You don’t tend to have to look too far across the film press to find stories of creative struggles. Of the moment when a filmmaker finds themselves in dispute with a studio, in the latest chapter of what happens when commerce meets art. That said, there are some such stories that fly under the radar, and I happened upon one surrounding the Oscar-nominated drama Finding Neverland. What makes this particularly interesting, at least to my nerdy brain, is how director Marc Forster broke the impasse.

Finding Neverland is described as a historic fantasy drama, and it’s the story of writer J M Barrie in his younger years. Barrie would go on to create the character of Peter Pan of course, but a story exploring his relationship with Sylvia Llewleyn Davies was harnessed for the successful play The Man Who Was Peter Pan. This is the tale that led to Barrie coming up with the idea for Pan, and the play itself debuted in 1988 from writer Allan Knee. Eventually, a film adaptation project was put in motion at Miramax.

There were problems in mounting the production. The film had a release date originally inked in for 2003 before Columbia Pictures objected. It had the film rights to Barrie’s original Peter Pan play, and – in collaboration with Universal Pictures – it was after all making a fresh movie of the story set for release the same year. You might remember it: it featured Hello To Jason Isaacs as a quite splendid Captain Hook.

A deal was thus brokered whereby Miramax’s film could only use extracts from the Peter Pan play if it delayed the release date of Finding Neverland, and thus the movie found itself shunted back to autumn of 2004.

Johnny Depp and Kate Winslet led the cast of the film, with Marc Forster directing (after many others had passed on the opportunity), his first helming outing since helping steer Halle Berry to an Academy Award with Monster’s Ball in 2001. David Magee wrote the screenplay to the movie, and the movie shot in the summer of 2002.

What the extended post-production period on the movie allowed, though, was a battle over moments within the movie. No spoilers here, incidentally. It’s hardly an earth-shattering revelation that a Miramax project was mired in a battle over the final cut of a picture (it would be one of the last Miramax films overseen by convicted rapist Harvey Weinstein and his brother, Bob). What makes this story different is how Forster reacted to the studio pressure.

The detail is hidden away at the end of a Premiere article from its November 2006 issue. The piece is primarily about the film Forster went on to make next, the outstanding Stranger Than Fiction. Yet it reveals that at one stage Miramax bosses wanted changes made to the final cut of Final Neverland, and that they were changes Forster disagreed with.

No hissy fit on his part here, though. Instead, Forster tried something different, as revealed by Dustin Hoffman – who appears in both Finding Neverland and Stranger Than Fiction – in the article. “He told then ‘no, I don’t agree with you and I’m not going to do it’”, Hoffman relates as to when Forster was ordered to make the changes.
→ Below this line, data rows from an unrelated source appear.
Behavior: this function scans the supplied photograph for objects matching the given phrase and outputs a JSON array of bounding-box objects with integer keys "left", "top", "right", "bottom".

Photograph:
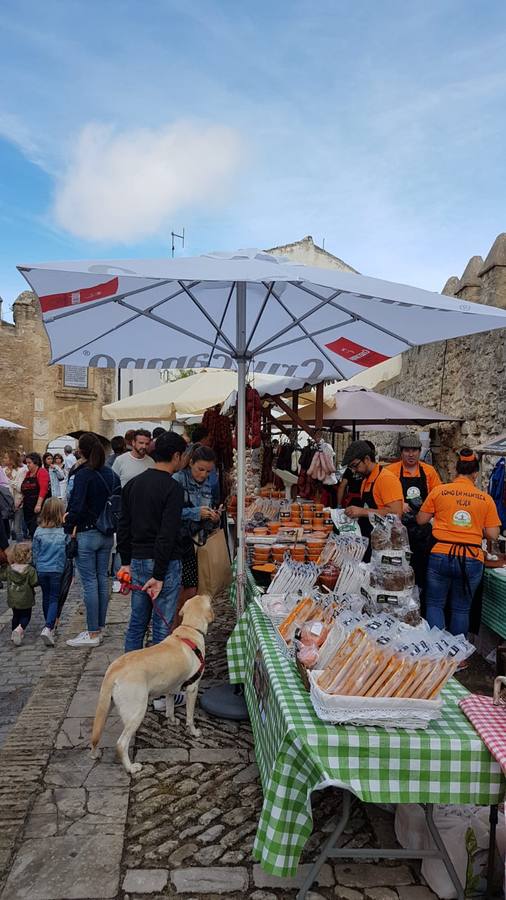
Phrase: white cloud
[{"left": 52, "top": 120, "right": 243, "bottom": 242}]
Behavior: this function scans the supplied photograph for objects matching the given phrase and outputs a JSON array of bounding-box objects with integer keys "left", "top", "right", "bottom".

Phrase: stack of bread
[
  {"left": 362, "top": 516, "right": 420, "bottom": 625},
  {"left": 315, "top": 626, "right": 457, "bottom": 700}
]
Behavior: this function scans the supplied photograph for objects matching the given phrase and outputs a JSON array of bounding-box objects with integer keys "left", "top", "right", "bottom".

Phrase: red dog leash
[
  {"left": 118, "top": 572, "right": 205, "bottom": 686},
  {"left": 118, "top": 570, "right": 174, "bottom": 631}
]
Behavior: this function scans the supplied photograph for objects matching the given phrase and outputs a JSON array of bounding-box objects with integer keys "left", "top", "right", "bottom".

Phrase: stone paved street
[
  {"left": 0, "top": 583, "right": 77, "bottom": 747},
  {"left": 0, "top": 583, "right": 439, "bottom": 900}
]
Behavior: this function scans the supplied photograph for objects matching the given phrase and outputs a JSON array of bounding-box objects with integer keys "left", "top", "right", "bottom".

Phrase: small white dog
[{"left": 90, "top": 594, "right": 214, "bottom": 774}]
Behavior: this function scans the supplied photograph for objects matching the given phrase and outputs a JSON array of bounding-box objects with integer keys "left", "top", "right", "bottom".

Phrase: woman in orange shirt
[{"left": 417, "top": 449, "right": 500, "bottom": 635}]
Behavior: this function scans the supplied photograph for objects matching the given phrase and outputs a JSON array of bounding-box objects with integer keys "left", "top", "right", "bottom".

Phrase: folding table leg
[
  {"left": 486, "top": 804, "right": 498, "bottom": 899},
  {"left": 424, "top": 804, "right": 465, "bottom": 900},
  {"left": 296, "top": 791, "right": 352, "bottom": 900}
]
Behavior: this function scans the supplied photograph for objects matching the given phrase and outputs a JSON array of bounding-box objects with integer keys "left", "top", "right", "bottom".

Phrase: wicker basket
[{"left": 308, "top": 671, "right": 442, "bottom": 729}]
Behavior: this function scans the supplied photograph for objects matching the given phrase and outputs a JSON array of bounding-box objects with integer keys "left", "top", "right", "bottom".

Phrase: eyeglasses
[{"left": 348, "top": 459, "right": 363, "bottom": 471}]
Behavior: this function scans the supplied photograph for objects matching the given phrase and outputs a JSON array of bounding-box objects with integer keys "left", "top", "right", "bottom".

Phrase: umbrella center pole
[{"left": 235, "top": 282, "right": 247, "bottom": 616}]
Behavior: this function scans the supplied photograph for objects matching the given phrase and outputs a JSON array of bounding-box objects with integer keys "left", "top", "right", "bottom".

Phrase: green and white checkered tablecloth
[
  {"left": 482, "top": 569, "right": 506, "bottom": 639},
  {"left": 228, "top": 562, "right": 261, "bottom": 609},
  {"left": 227, "top": 600, "right": 506, "bottom": 877}
]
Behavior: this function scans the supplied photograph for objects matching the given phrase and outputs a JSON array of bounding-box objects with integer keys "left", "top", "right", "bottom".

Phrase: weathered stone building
[
  {"left": 0, "top": 291, "right": 115, "bottom": 455},
  {"left": 268, "top": 234, "right": 358, "bottom": 273},
  {"left": 368, "top": 233, "right": 506, "bottom": 480}
]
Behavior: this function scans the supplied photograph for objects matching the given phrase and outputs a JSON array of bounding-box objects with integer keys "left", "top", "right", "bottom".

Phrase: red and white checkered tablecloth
[{"left": 459, "top": 693, "right": 506, "bottom": 774}]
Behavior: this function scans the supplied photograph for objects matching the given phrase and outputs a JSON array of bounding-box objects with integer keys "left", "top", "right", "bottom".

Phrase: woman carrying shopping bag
[{"left": 173, "top": 445, "right": 231, "bottom": 600}]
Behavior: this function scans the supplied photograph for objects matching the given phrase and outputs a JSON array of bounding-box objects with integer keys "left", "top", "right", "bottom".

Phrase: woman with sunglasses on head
[{"left": 417, "top": 449, "right": 500, "bottom": 637}]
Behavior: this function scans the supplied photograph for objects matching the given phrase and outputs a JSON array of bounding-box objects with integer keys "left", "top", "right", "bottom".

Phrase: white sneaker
[
  {"left": 66, "top": 631, "right": 100, "bottom": 647},
  {"left": 41, "top": 626, "right": 55, "bottom": 647},
  {"left": 112, "top": 580, "right": 121, "bottom": 593},
  {"left": 11, "top": 626, "right": 24, "bottom": 646}
]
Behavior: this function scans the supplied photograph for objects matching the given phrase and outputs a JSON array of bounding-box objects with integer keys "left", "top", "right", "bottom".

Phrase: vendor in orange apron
[
  {"left": 417, "top": 448, "right": 501, "bottom": 636},
  {"left": 387, "top": 433, "right": 442, "bottom": 591},
  {"left": 342, "top": 440, "right": 404, "bottom": 559},
  {"left": 387, "top": 433, "right": 441, "bottom": 506}
]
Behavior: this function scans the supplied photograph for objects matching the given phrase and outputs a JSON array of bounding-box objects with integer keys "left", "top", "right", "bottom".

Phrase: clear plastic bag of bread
[
  {"left": 370, "top": 514, "right": 409, "bottom": 552},
  {"left": 369, "top": 565, "right": 415, "bottom": 592},
  {"left": 368, "top": 584, "right": 421, "bottom": 627}
]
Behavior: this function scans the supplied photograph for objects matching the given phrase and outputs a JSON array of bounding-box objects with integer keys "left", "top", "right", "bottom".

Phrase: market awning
[
  {"left": 277, "top": 385, "right": 459, "bottom": 426},
  {"left": 0, "top": 418, "right": 26, "bottom": 430},
  {"left": 102, "top": 368, "right": 308, "bottom": 421},
  {"left": 476, "top": 433, "right": 506, "bottom": 456}
]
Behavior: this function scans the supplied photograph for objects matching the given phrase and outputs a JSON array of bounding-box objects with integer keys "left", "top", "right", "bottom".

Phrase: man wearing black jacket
[{"left": 118, "top": 431, "right": 187, "bottom": 652}]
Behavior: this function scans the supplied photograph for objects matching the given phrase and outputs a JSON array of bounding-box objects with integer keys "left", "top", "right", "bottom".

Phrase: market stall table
[
  {"left": 227, "top": 600, "right": 505, "bottom": 899},
  {"left": 482, "top": 568, "right": 506, "bottom": 639}
]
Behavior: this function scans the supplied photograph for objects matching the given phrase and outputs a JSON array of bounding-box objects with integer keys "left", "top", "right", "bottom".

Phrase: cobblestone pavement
[
  {"left": 0, "top": 582, "right": 77, "bottom": 747},
  {"left": 0, "top": 586, "right": 438, "bottom": 900}
]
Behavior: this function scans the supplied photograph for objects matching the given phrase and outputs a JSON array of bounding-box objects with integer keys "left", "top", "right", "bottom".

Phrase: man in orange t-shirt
[
  {"left": 342, "top": 441, "right": 403, "bottom": 557},
  {"left": 387, "top": 433, "right": 441, "bottom": 510},
  {"left": 417, "top": 448, "right": 500, "bottom": 636},
  {"left": 387, "top": 433, "right": 442, "bottom": 592}
]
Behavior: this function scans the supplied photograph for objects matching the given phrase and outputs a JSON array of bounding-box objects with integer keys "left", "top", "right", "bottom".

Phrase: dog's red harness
[{"left": 178, "top": 637, "right": 205, "bottom": 690}]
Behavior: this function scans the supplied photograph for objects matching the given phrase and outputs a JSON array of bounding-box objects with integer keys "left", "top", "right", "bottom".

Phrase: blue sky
[{"left": 1, "top": 0, "right": 506, "bottom": 315}]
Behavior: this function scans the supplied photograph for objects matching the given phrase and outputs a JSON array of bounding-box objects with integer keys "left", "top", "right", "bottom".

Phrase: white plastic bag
[{"left": 394, "top": 803, "right": 505, "bottom": 898}]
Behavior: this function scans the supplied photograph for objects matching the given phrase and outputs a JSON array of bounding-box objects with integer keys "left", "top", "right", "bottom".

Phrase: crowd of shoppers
[{"left": 1, "top": 423, "right": 500, "bottom": 676}]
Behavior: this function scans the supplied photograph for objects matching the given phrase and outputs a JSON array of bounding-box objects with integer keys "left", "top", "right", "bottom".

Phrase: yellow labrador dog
[{"left": 90, "top": 594, "right": 213, "bottom": 775}]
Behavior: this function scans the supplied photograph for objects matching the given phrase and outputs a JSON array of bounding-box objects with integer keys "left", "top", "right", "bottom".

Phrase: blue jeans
[
  {"left": 38, "top": 571, "right": 62, "bottom": 629},
  {"left": 124, "top": 558, "right": 182, "bottom": 652},
  {"left": 76, "top": 529, "right": 114, "bottom": 633},
  {"left": 425, "top": 552, "right": 483, "bottom": 636}
]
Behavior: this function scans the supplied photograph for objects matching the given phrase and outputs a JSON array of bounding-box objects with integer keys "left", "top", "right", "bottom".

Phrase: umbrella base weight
[{"left": 200, "top": 682, "right": 249, "bottom": 721}]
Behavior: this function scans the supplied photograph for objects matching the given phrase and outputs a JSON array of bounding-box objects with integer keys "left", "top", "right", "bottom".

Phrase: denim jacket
[
  {"left": 173, "top": 469, "right": 214, "bottom": 523},
  {"left": 32, "top": 526, "right": 68, "bottom": 574}
]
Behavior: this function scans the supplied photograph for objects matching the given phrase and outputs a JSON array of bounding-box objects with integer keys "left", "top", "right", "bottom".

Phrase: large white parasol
[
  {"left": 0, "top": 418, "right": 26, "bottom": 430},
  {"left": 18, "top": 248, "right": 506, "bottom": 614}
]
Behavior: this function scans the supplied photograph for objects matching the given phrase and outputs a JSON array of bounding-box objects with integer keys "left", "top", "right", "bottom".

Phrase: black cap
[{"left": 342, "top": 440, "right": 374, "bottom": 466}]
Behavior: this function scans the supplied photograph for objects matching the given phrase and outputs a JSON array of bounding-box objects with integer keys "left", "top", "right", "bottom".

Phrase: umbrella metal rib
[
  {"left": 249, "top": 286, "right": 346, "bottom": 356},
  {"left": 117, "top": 299, "right": 231, "bottom": 354},
  {"left": 244, "top": 282, "right": 276, "bottom": 353},
  {"left": 292, "top": 281, "right": 417, "bottom": 351},
  {"left": 206, "top": 282, "right": 236, "bottom": 366},
  {"left": 268, "top": 286, "right": 347, "bottom": 379},
  {"left": 44, "top": 278, "right": 185, "bottom": 324},
  {"left": 177, "top": 280, "right": 237, "bottom": 354},
  {"left": 51, "top": 298, "right": 232, "bottom": 364},
  {"left": 266, "top": 317, "right": 356, "bottom": 354},
  {"left": 51, "top": 309, "right": 149, "bottom": 364}
]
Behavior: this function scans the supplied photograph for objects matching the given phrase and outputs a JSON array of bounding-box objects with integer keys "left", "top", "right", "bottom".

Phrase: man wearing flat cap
[
  {"left": 386, "top": 434, "right": 442, "bottom": 593},
  {"left": 387, "top": 433, "right": 441, "bottom": 510},
  {"left": 342, "top": 440, "right": 403, "bottom": 554}
]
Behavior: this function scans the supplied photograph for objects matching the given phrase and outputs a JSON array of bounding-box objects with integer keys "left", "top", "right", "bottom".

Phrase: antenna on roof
[
  {"left": 322, "top": 238, "right": 325, "bottom": 250},
  {"left": 171, "top": 228, "right": 185, "bottom": 258}
]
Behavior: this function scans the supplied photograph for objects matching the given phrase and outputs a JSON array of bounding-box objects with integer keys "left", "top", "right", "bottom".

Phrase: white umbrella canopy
[
  {"left": 0, "top": 418, "right": 26, "bottom": 430},
  {"left": 18, "top": 249, "right": 506, "bottom": 380},
  {"left": 102, "top": 368, "right": 307, "bottom": 421},
  {"left": 18, "top": 248, "right": 506, "bottom": 615}
]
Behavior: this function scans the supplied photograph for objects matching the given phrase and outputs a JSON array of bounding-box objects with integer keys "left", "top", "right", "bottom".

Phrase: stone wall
[
  {"left": 0, "top": 291, "right": 115, "bottom": 455},
  {"left": 367, "top": 233, "right": 506, "bottom": 484}
]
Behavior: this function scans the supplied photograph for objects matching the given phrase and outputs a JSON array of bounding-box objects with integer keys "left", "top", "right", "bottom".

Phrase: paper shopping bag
[{"left": 198, "top": 528, "right": 232, "bottom": 597}]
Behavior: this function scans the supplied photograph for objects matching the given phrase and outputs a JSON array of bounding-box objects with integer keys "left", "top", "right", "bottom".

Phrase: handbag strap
[{"left": 95, "top": 469, "right": 113, "bottom": 499}]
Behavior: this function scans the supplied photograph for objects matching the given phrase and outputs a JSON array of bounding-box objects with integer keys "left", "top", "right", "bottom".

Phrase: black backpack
[{"left": 94, "top": 470, "right": 121, "bottom": 536}]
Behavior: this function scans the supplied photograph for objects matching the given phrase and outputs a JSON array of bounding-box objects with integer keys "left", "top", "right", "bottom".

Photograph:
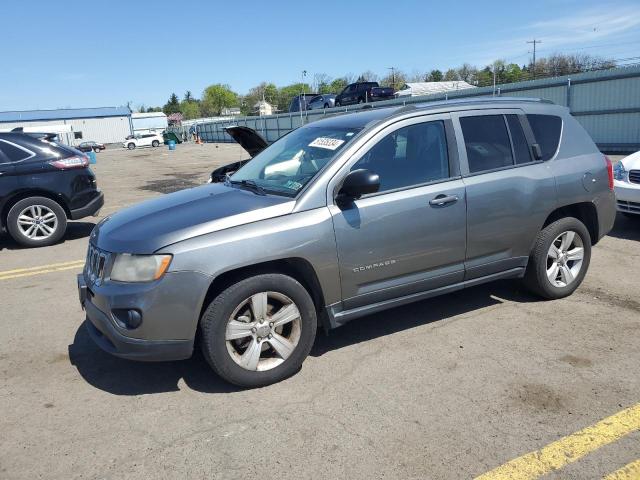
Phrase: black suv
[
  {"left": 0, "top": 133, "right": 104, "bottom": 247},
  {"left": 335, "top": 82, "right": 395, "bottom": 106}
]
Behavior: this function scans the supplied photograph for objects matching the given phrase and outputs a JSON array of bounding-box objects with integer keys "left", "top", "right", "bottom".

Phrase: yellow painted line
[
  {"left": 475, "top": 403, "right": 640, "bottom": 480},
  {"left": 602, "top": 459, "right": 640, "bottom": 480},
  {"left": 0, "top": 259, "right": 84, "bottom": 276},
  {"left": 0, "top": 261, "right": 84, "bottom": 281}
]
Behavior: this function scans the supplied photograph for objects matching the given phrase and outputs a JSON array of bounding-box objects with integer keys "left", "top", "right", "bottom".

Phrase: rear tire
[
  {"left": 200, "top": 274, "right": 317, "bottom": 388},
  {"left": 6, "top": 196, "right": 67, "bottom": 248},
  {"left": 93, "top": 147, "right": 100, "bottom": 153},
  {"left": 152, "top": 140, "right": 160, "bottom": 147},
  {"left": 523, "top": 217, "right": 591, "bottom": 299},
  {"left": 127, "top": 143, "right": 135, "bottom": 150}
]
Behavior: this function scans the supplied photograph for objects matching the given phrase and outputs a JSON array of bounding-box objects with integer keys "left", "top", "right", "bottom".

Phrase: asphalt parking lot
[{"left": 0, "top": 143, "right": 638, "bottom": 479}]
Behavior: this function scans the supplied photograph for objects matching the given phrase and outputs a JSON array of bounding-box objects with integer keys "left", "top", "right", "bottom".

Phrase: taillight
[
  {"left": 49, "top": 155, "right": 89, "bottom": 170},
  {"left": 605, "top": 155, "right": 614, "bottom": 191}
]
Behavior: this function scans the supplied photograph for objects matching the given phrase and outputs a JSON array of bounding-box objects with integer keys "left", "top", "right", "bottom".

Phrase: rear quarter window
[
  {"left": 0, "top": 140, "right": 33, "bottom": 162},
  {"left": 526, "top": 114, "right": 562, "bottom": 161}
]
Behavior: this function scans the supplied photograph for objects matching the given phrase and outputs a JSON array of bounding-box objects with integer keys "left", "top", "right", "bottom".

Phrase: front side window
[
  {"left": 460, "top": 115, "right": 514, "bottom": 173},
  {"left": 231, "top": 125, "right": 361, "bottom": 197},
  {"left": 351, "top": 120, "right": 449, "bottom": 192}
]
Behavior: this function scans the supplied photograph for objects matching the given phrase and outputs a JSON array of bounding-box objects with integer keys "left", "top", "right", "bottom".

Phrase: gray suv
[{"left": 77, "top": 98, "right": 616, "bottom": 387}]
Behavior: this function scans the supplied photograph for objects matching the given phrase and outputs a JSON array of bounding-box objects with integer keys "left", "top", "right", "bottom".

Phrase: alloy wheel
[
  {"left": 546, "top": 230, "right": 584, "bottom": 287},
  {"left": 225, "top": 291, "right": 302, "bottom": 372},
  {"left": 16, "top": 205, "right": 58, "bottom": 240}
]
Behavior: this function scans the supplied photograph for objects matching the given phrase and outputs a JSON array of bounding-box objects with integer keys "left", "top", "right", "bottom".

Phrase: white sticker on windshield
[{"left": 309, "top": 137, "right": 345, "bottom": 150}]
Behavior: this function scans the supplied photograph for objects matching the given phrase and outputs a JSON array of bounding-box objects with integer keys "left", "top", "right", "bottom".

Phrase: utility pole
[
  {"left": 300, "top": 70, "right": 307, "bottom": 122},
  {"left": 387, "top": 67, "right": 396, "bottom": 90},
  {"left": 526, "top": 39, "right": 542, "bottom": 79}
]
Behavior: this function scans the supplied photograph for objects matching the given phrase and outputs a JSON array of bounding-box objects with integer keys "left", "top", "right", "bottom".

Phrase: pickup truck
[{"left": 335, "top": 82, "right": 395, "bottom": 106}]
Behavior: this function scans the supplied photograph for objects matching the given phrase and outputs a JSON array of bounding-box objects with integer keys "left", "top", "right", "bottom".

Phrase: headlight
[
  {"left": 110, "top": 254, "right": 172, "bottom": 282},
  {"left": 613, "top": 162, "right": 627, "bottom": 181}
]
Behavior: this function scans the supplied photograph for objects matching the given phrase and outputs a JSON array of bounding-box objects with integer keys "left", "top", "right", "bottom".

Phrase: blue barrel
[
  {"left": 168, "top": 140, "right": 176, "bottom": 151},
  {"left": 88, "top": 151, "right": 97, "bottom": 164}
]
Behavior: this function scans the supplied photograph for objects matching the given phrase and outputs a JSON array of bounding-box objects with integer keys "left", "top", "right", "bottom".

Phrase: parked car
[
  {"left": 335, "top": 82, "right": 395, "bottom": 106},
  {"left": 0, "top": 132, "right": 104, "bottom": 247},
  {"left": 122, "top": 133, "right": 163, "bottom": 150},
  {"left": 613, "top": 150, "right": 640, "bottom": 217},
  {"left": 78, "top": 98, "right": 615, "bottom": 387},
  {"left": 208, "top": 127, "right": 267, "bottom": 182},
  {"left": 76, "top": 141, "right": 106, "bottom": 153},
  {"left": 307, "top": 94, "right": 336, "bottom": 110},
  {"left": 288, "top": 93, "right": 318, "bottom": 113}
]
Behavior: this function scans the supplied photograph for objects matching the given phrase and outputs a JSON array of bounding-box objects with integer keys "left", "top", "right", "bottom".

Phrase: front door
[{"left": 329, "top": 115, "right": 467, "bottom": 310}]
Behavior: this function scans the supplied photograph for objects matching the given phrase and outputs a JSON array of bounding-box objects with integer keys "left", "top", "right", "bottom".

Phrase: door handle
[{"left": 429, "top": 194, "right": 459, "bottom": 207}]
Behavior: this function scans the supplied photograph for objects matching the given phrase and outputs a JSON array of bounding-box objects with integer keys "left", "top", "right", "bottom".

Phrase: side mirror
[
  {"left": 337, "top": 169, "right": 380, "bottom": 202},
  {"left": 531, "top": 143, "right": 543, "bottom": 160}
]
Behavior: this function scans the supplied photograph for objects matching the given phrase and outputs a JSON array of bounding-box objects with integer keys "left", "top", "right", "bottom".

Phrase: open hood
[{"left": 225, "top": 126, "right": 268, "bottom": 157}]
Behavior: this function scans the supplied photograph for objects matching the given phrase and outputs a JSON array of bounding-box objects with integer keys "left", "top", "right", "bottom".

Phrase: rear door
[
  {"left": 0, "top": 142, "right": 18, "bottom": 207},
  {"left": 452, "top": 109, "right": 557, "bottom": 279},
  {"left": 330, "top": 114, "right": 467, "bottom": 309}
]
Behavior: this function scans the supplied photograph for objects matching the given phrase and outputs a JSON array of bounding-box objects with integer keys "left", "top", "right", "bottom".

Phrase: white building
[
  {"left": 253, "top": 100, "right": 274, "bottom": 116},
  {"left": 131, "top": 111, "right": 168, "bottom": 134},
  {"left": 395, "top": 81, "right": 475, "bottom": 98},
  {"left": 0, "top": 106, "right": 132, "bottom": 145}
]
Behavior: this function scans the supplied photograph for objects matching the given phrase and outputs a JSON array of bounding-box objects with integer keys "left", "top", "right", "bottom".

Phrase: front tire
[
  {"left": 127, "top": 143, "right": 135, "bottom": 150},
  {"left": 6, "top": 197, "right": 67, "bottom": 247},
  {"left": 93, "top": 147, "right": 100, "bottom": 153},
  {"left": 200, "top": 274, "right": 317, "bottom": 388},
  {"left": 523, "top": 217, "right": 591, "bottom": 299}
]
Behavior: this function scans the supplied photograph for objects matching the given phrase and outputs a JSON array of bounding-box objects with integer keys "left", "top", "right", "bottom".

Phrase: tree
[
  {"left": 136, "top": 104, "right": 146, "bottom": 113},
  {"left": 184, "top": 90, "right": 194, "bottom": 102},
  {"left": 444, "top": 69, "right": 460, "bottom": 81},
  {"left": 456, "top": 63, "right": 478, "bottom": 83},
  {"left": 180, "top": 100, "right": 200, "bottom": 119},
  {"left": 163, "top": 93, "right": 180, "bottom": 115},
  {"left": 328, "top": 77, "right": 349, "bottom": 94},
  {"left": 427, "top": 69, "right": 443, "bottom": 82},
  {"left": 313, "top": 73, "right": 332, "bottom": 93},
  {"left": 380, "top": 69, "right": 406, "bottom": 89},
  {"left": 357, "top": 70, "right": 379, "bottom": 82},
  {"left": 201, "top": 84, "right": 238, "bottom": 116},
  {"left": 276, "top": 83, "right": 312, "bottom": 113}
]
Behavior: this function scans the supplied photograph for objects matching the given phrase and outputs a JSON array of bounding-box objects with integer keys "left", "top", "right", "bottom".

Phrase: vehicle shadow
[
  {"left": 68, "top": 280, "right": 539, "bottom": 395},
  {"left": 0, "top": 221, "right": 95, "bottom": 251},
  {"left": 607, "top": 213, "right": 640, "bottom": 241}
]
But then Forster added in his conversation with the studio: “But it’s your film, you can do whatever you want. But take my name off it”. As simple as that. No fight, an acceptance of who held the purse strings and contractual final cut, and a very straightforward willingness to quietly walk away if Miramax pressed ahead with the version it wanted.

Hoffman queried as to whether Forster really wanted to do that, and was told ‘the film’s not me. It’s not my identity. My identity is me’, and that was the fuel for his decision. As Hoffman would note, it was something he himself had taken a lifetime to learn.

Miramax, faced with what was ultimately quite a passive protest, relented. Forster got the cut of Finding Neverland that he felt was the right one, and it’s hard to not suggest history has proven him correct. Not only was this modest $25m production a hit – grossing $116m around the world by the time its box office run was over (only just shy of the takings for Sony and Universal’s far more expensive Peter Pan) – but it also became a major awards contender too.

The film would earn seven Academy Award nominations in 2005, include one for Best Picture (at the time when just five movies got nominated for the top prize). It took home Oscar gold too, for the original score by Jan A P Kaczmarek.

But more importantly than that, it got to be the film that its director felt it should be, without a drawn out public dispute. And by – appreciating that this tactic may not have worked with Miramax a decade earlier – a director willing to cut their losses and walk away rather than having to fight against executives for what he believed in.